The book does suffer from two things. The first is the author's refusal to discuss anything about her apparently very emotionally draining divorce which seemed to be the underpining for the whole thing. Some understanding of how she got to where she felt she needed to take this journey would have given the entire book more substance. Second, the book would have benefitted from some much sharper editing. There is some substance here but you have to read, sometimes for over 100 pages at a time, to find it. About 150 pages or so would have accomplished just as much for the reading public.

However, don't knock her personally. No one was / is financially dependent on her and she did self-fund the whole thing from her book advance which her publisher felt she had earned based on her previous writing successes. So, if she wants to go off for awhile (but a whole year....jeeezzz)to "find herself," cut her some slack and treat this as a form of self-therapy for the writer with some travel stuff thrown in to try to keep it interesting.

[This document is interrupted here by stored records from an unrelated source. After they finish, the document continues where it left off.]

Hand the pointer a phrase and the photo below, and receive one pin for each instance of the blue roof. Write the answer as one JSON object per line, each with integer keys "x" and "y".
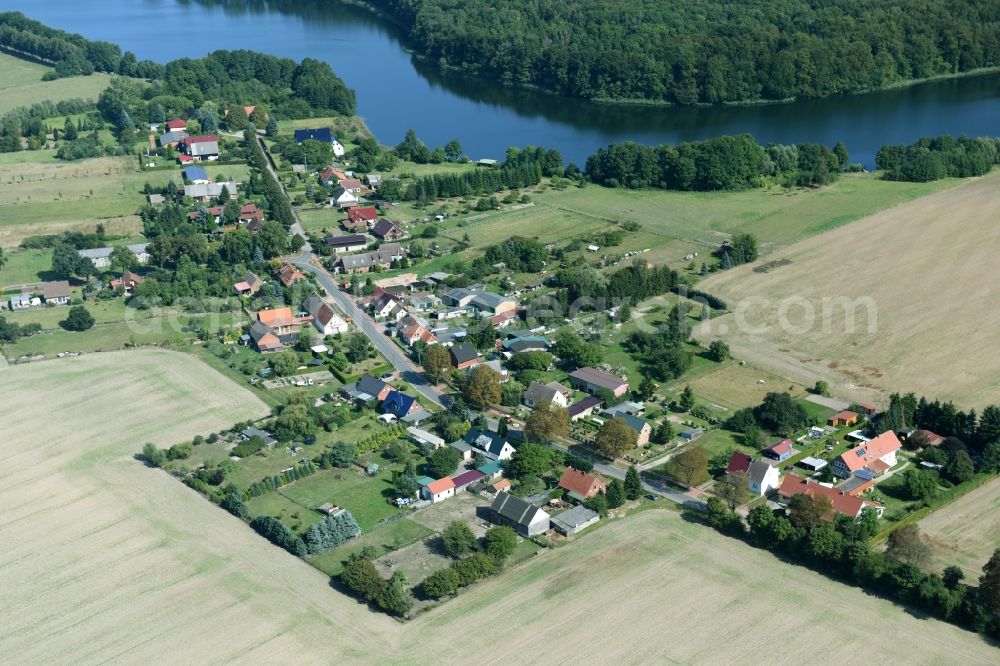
{"x": 317, "y": 134}
{"x": 195, "y": 173}
{"x": 397, "y": 404}
{"x": 490, "y": 468}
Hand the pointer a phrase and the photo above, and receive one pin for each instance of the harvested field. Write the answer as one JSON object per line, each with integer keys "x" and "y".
{"x": 966, "y": 532}
{"x": 915, "y": 273}
{"x": 106, "y": 560}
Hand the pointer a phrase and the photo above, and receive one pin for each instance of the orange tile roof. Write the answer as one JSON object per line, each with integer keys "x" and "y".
{"x": 866, "y": 454}
{"x": 842, "y": 503}
{"x": 440, "y": 485}
{"x": 277, "y": 317}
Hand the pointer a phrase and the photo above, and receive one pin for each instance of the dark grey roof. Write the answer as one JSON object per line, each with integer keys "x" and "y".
{"x": 573, "y": 518}
{"x": 514, "y": 509}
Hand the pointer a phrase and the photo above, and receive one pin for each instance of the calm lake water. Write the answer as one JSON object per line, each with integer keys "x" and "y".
{"x": 397, "y": 92}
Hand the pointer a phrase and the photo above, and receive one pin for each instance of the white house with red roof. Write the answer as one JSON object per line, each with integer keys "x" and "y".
{"x": 843, "y": 503}
{"x": 877, "y": 456}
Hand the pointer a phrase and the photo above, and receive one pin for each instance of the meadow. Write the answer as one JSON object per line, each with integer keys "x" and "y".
{"x": 21, "y": 84}
{"x": 967, "y": 531}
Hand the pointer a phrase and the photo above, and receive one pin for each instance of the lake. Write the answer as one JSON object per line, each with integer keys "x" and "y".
{"x": 397, "y": 91}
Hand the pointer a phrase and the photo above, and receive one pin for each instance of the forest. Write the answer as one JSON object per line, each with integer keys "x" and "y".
{"x": 705, "y": 52}
{"x": 722, "y": 163}
{"x": 940, "y": 157}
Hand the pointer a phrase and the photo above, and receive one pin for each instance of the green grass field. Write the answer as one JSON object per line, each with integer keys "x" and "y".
{"x": 359, "y": 494}
{"x": 21, "y": 84}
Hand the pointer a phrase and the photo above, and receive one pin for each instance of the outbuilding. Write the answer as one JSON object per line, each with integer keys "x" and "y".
{"x": 574, "y": 520}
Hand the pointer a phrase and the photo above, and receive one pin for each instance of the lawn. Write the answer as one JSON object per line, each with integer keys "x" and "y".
{"x": 117, "y": 326}
{"x": 21, "y": 84}
{"x": 394, "y": 536}
{"x": 24, "y": 267}
{"x": 46, "y": 196}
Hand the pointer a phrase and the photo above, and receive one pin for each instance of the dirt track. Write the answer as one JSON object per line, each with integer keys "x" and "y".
{"x": 105, "y": 560}
{"x": 927, "y": 268}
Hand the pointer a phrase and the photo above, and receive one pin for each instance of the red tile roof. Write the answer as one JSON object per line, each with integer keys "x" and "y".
{"x": 441, "y": 485}
{"x": 738, "y": 462}
{"x": 843, "y": 503}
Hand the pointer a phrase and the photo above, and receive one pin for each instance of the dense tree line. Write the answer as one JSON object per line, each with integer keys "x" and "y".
{"x": 330, "y": 532}
{"x": 722, "y": 163}
{"x": 704, "y": 53}
{"x": 467, "y": 183}
{"x": 840, "y": 548}
{"x": 71, "y": 54}
{"x": 941, "y": 157}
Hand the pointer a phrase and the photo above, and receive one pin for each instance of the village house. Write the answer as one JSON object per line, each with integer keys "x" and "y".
{"x": 322, "y": 134}
{"x": 202, "y": 147}
{"x": 739, "y": 463}
{"x": 249, "y": 214}
{"x": 591, "y": 380}
{"x": 440, "y": 490}
{"x": 343, "y": 244}
{"x": 487, "y": 303}
{"x": 411, "y": 329}
{"x": 289, "y": 274}
{"x": 381, "y": 258}
{"x": 249, "y": 286}
{"x": 581, "y": 485}
{"x": 465, "y": 452}
{"x": 845, "y": 417}
{"x": 583, "y": 408}
{"x": 171, "y": 139}
{"x": 428, "y": 440}
{"x": 762, "y": 477}
{"x": 575, "y": 520}
{"x": 490, "y": 444}
{"x": 342, "y": 198}
{"x": 196, "y": 175}
{"x": 282, "y": 322}
{"x": 526, "y": 518}
{"x": 101, "y": 256}
{"x": 386, "y": 306}
{"x": 367, "y": 389}
{"x": 399, "y": 404}
{"x": 352, "y": 185}
{"x": 553, "y": 392}
{"x": 463, "y": 355}
{"x": 843, "y": 503}
{"x": 264, "y": 339}
{"x": 465, "y": 479}
{"x": 780, "y": 451}
{"x": 361, "y": 217}
{"x": 324, "y": 318}
{"x": 210, "y": 191}
{"x": 388, "y": 231}
{"x": 877, "y": 455}
{"x": 56, "y": 292}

5 out of 5 stars Great Summer Read!   July 24, 2008
 3 out of 5 found this review helpful

I found this book a wonderful read. Leaving herself open to the world, the author shares her journey to self-awareness. She seeks something that some in this world will probably never understand for she has a desire to heal herself from within. Through her search, she finds that the Divine has been living inside of her all the time, just waiting for her to find the "bliss" of connection. As a pastor, this is a message that I would gladly share with the great majority of people who are hurting deep inside, those who don't know yet that if they reconnect with their Maker (whatever they call their Maker!) those hurts can be healed.

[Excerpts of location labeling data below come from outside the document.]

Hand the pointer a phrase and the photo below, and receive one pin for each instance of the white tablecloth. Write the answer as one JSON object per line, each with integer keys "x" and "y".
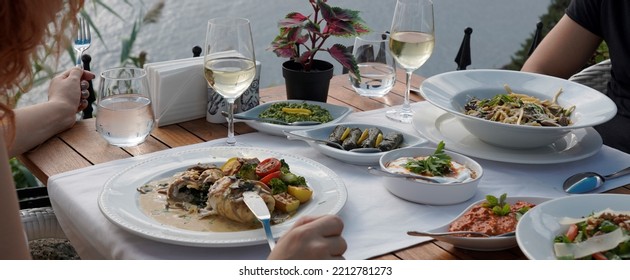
{"x": 376, "y": 221}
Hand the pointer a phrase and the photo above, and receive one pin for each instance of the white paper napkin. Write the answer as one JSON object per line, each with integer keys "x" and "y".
{"x": 178, "y": 90}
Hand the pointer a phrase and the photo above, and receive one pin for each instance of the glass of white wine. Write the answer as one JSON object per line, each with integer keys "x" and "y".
{"x": 229, "y": 61}
{"x": 411, "y": 44}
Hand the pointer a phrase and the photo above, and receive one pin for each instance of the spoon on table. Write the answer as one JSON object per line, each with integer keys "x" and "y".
{"x": 291, "y": 136}
{"x": 481, "y": 234}
{"x": 378, "y": 171}
{"x": 588, "y": 181}
{"x": 270, "y": 120}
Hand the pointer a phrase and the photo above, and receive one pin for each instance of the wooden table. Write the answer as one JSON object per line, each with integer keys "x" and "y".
{"x": 82, "y": 146}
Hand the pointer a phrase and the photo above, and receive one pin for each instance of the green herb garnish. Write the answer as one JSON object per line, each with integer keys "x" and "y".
{"x": 498, "y": 205}
{"x": 437, "y": 164}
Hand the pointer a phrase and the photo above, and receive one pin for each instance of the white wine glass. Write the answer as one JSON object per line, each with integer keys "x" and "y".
{"x": 411, "y": 44}
{"x": 229, "y": 62}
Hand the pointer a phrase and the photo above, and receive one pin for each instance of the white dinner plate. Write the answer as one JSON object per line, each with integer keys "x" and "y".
{"x": 437, "y": 125}
{"x": 118, "y": 200}
{"x": 323, "y": 132}
{"x": 484, "y": 243}
{"x": 540, "y": 225}
{"x": 337, "y": 112}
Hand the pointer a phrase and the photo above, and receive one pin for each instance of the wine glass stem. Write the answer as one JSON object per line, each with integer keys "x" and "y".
{"x": 406, "y": 108}
{"x": 231, "y": 140}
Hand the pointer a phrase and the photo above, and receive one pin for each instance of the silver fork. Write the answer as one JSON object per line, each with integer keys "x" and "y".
{"x": 83, "y": 40}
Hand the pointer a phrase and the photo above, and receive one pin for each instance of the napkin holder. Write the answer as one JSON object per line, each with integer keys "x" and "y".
{"x": 177, "y": 89}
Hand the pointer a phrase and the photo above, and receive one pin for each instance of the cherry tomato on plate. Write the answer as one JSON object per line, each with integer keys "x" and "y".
{"x": 267, "y": 167}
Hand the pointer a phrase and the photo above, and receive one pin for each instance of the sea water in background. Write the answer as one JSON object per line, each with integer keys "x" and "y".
{"x": 499, "y": 29}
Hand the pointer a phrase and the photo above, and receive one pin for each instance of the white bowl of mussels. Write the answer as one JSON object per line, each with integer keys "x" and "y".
{"x": 351, "y": 136}
{"x": 455, "y": 177}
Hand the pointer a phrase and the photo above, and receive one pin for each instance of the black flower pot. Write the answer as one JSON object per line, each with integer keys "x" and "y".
{"x": 312, "y": 85}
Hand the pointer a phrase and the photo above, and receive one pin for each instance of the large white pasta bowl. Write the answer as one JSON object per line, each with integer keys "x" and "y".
{"x": 450, "y": 91}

5 out of 5 stars Great Book! Couldn't put it down until I finished.   July 23, 2008
 3 out of 6 found this review helpful

From beginning to end I was fascinated with this book. I think it is a great book for any woman to read. Immediately after I finished it I mailed it to my mom to read and told her when she was finished to give it to another woman. It was insightful,funny, and easy to relate to. I cannot wait to read another one of her books!